The House of Delegates on Thursday gave preliminary approval to legislation that would establish a grant program of up to $4.6 million for the Virginia Economic Development Partnership in order to support the recruitment and training of employees at medical glove manufacturer Blue Star NBR’s new nitrile glove production facility in Wythe County.

House Bill 86, sponsored by Del. Jeff Campbell, R-Smyth County, would make these grant dollars available through the Virginia Talent Accelerator Program. 

Speaking on the House floor Thursday, Campbell reminded lawmakers that as COVID-19 spread across the nation in 2020, health care providers were facing a critical shortage of gloves, masks, gowns, and other protective gear that were considered precious commodities, especially in the early stages of the outbreak. 

“For a part of the past years, we’ve been under a very dark cloud of a pandemic of monumental proportions and potentially unseen in modern history,” Campbell said. “It’s affected every corner of the globe, it’s shut down entire economies, it’s profoundly affected our families. I seriously doubt that any human being that you know has not been affected by terrible sickness or even death.”

Campbell said that domestic supply of personal protective equipment was “woefully inadequate” in the U.S., and Congress in an “astoundingly and extremely rare display of collective wisdom saw the need to incentivise domestic production here in America for PPE.”

For Virginia, the latter came in the form of a project by Blue Star Manufacturing and American Glove Innovations (AGI). Last fall, then-Gov. Ralph Northam touted the medical glove manufacturer Nitrile Glove’s plan to invest $714 million in a new production facility in Wythe County as the largest manufacturing job announcement in Virginia in the last 30 years – the company wants to bring nearly 2,500 jobs to the region in the next few years. The company will produce both nitrile gloves and the nitrile butadiene rubber needed to make them.

These facilities are expected to occupy more than 200 acres, and they have the potential to triple in size in future phases and incorporate multiple and contiguous large-scale vertically integrated production plants.

“This is the largest job creation in Southwest Virginia in a generation, and it’s a game-changer for our commonwealth,” Northam said in his announcement in October. “We’re bringing jobs from overseas back to the United States and doing it right here in rural America.

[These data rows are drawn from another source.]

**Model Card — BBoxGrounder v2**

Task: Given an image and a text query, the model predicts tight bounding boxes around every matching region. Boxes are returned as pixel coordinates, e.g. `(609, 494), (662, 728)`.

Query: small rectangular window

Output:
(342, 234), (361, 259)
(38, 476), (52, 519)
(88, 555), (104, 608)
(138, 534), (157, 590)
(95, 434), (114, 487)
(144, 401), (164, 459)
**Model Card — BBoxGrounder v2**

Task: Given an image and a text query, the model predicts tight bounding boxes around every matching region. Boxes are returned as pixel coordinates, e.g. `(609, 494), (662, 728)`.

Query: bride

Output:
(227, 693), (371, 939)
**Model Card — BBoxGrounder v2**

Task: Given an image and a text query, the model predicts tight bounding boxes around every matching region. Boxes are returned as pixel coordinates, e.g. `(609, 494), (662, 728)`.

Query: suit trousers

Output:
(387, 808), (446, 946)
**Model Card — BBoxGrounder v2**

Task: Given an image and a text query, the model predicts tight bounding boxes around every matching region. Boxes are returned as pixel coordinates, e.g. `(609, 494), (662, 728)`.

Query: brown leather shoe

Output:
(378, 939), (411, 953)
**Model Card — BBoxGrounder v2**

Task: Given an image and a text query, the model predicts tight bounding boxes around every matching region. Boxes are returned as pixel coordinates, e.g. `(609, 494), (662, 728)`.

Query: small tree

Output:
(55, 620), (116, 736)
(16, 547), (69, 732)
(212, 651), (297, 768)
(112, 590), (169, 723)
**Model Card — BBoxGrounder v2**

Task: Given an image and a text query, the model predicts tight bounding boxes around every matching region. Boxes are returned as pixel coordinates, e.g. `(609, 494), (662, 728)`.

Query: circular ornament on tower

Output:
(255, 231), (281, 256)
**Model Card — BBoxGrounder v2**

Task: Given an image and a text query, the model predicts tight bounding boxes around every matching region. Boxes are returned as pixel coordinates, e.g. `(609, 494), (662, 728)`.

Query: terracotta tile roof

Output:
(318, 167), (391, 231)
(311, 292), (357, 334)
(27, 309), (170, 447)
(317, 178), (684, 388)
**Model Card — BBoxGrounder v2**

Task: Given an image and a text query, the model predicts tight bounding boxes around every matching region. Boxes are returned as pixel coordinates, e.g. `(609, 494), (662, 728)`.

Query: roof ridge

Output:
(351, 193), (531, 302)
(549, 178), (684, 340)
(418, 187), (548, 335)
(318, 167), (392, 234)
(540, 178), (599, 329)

We can all be proud the commonwealth’s investment brought these jobs back to America at this unique manufacturing campus. This is transformational for all of Southwest Virginia.”

The Health Industry Distributors Association, a trade group, estimated that during the pandemic, global demand for single-use gloves exceeded production capacity by about 37%. And a report by research firm Global Industry Analysts Inc. from July found that the global market for nitrile gloves was $14.1 billion in 2020 and will reach $57.1 billion by 2026.

“This bill is part of the economic development agreement that was structured in that deal, and it would create an incentive program to help train prospective employees. It’s an example that every cloud, even the one that we’ve been under, has a silver lining,” Campbell said Thursday.